The overall cost depends on which model you choose. There are as follows:
– Davinci (most powerful) = $0.02
– Curie = $0.002
– Babbage = $0.0005
– Ada (fastest) = $0.0004
Usage with Java/Spring Boot
To use OpenAI’s API with Java, you need to write your own code that interacts with the fine-tune and completion endpoints. As mentioned earlier, there is a Python CLI which is excellent. However, for our use it doesn’t give us the flexibility to plug in to our application easily.
Spring Boot’s RestTemplate library is a good starting point. It has most of the functionality needed to build your own app that communicates with OpenAI.
Key Takeaways
From our initial experiments, GPT-3.5 is the most reliable service at present for classifying a user’s intents. But we need to conduct more testing to make sure this is reliable.
We recommend selecting an NLU service based on your needs. Consider your budget, integration capabilities, and customization needs when making your decision. We encourage thorough testing to ensure the chosen service aligns with the goals of chatbot.
- Amazon Lex offers a powerful engine but may need extra training for short utterances.

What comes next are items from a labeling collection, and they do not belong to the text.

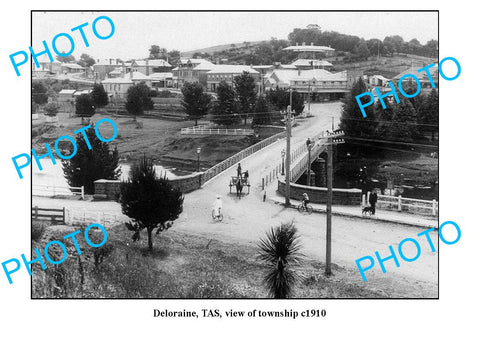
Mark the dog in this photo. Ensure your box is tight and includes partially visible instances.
[362,207,373,215]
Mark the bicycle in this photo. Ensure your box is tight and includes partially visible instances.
[212,208,223,222]
[297,202,313,215]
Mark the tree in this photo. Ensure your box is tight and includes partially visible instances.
[78,53,95,67]
[91,84,108,107]
[148,45,167,59]
[418,89,438,142]
[56,51,75,63]
[257,222,303,299]
[211,81,239,125]
[125,82,153,121]
[233,71,257,125]
[340,78,377,154]
[43,103,60,117]
[252,96,272,125]
[32,82,48,105]
[62,127,120,194]
[168,50,180,66]
[75,94,95,118]
[388,97,418,142]
[355,42,370,60]
[120,157,183,251]
[182,83,212,125]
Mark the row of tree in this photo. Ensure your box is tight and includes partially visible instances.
[340,78,439,155]
[182,72,303,125]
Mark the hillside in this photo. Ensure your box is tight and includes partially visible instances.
[182,41,263,58]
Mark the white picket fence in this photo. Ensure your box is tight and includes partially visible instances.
[376,195,438,216]
[65,208,129,227]
[32,184,85,200]
[180,126,254,136]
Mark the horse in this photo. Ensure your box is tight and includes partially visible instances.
[235,178,243,198]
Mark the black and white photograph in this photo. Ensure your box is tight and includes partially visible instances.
[29,10,442,299]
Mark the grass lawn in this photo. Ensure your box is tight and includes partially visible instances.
[32,222,424,298]
[32,113,279,170]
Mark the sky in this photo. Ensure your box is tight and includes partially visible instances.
[32,12,438,59]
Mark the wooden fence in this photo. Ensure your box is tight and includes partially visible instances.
[180,126,254,136]
[32,184,85,200]
[32,206,65,224]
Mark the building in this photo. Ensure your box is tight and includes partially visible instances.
[207,65,262,94]
[93,59,125,81]
[292,59,333,70]
[60,63,85,74]
[130,59,172,76]
[101,71,152,98]
[172,58,215,87]
[265,69,349,101]
[149,72,173,89]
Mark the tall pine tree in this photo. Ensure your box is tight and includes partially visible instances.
[60,127,121,195]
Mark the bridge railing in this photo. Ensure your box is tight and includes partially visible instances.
[202,131,286,185]
[376,195,438,216]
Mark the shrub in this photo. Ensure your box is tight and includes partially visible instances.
[32,221,48,242]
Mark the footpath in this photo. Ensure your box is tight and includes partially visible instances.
[267,191,438,229]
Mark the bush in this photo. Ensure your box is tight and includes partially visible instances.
[32,221,48,242]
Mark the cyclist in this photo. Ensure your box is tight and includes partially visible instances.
[213,195,222,218]
[302,192,310,210]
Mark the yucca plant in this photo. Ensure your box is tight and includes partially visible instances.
[257,222,303,299]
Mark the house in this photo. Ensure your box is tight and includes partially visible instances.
[207,65,262,93]
[292,59,333,70]
[265,69,349,101]
[172,58,215,87]
[150,72,173,88]
[93,59,125,81]
[130,59,172,76]
[32,54,62,77]
[101,71,152,98]
[60,63,85,74]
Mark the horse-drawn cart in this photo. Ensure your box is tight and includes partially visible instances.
[228,176,250,195]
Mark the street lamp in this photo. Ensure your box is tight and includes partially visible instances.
[307,140,314,186]
[197,147,202,172]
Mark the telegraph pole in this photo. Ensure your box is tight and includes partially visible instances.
[321,131,345,275]
[325,139,333,275]
[285,103,292,207]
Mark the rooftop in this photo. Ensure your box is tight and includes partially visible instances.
[207,65,259,74]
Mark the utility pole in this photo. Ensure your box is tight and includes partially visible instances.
[325,139,333,275]
[321,131,345,275]
[285,103,292,207]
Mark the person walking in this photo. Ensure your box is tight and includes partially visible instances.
[368,190,378,215]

- Snips NLU is a sound cost-effective open-source choice, but may need creative integration with Java.
- IBM Watson offers excellent flexibility and responsiveness, but costs can increase with more bots.
- Google Dialogflow offers versatile options, but costs vary based on the version.
- Rasa NLU is a cost-effective open-source option with comprehensive documentation, but may involve a complex integration.
- OpenAI GPT-3.5 offers reliable intent classification, but requires custom code for integration and fine-tuning for control.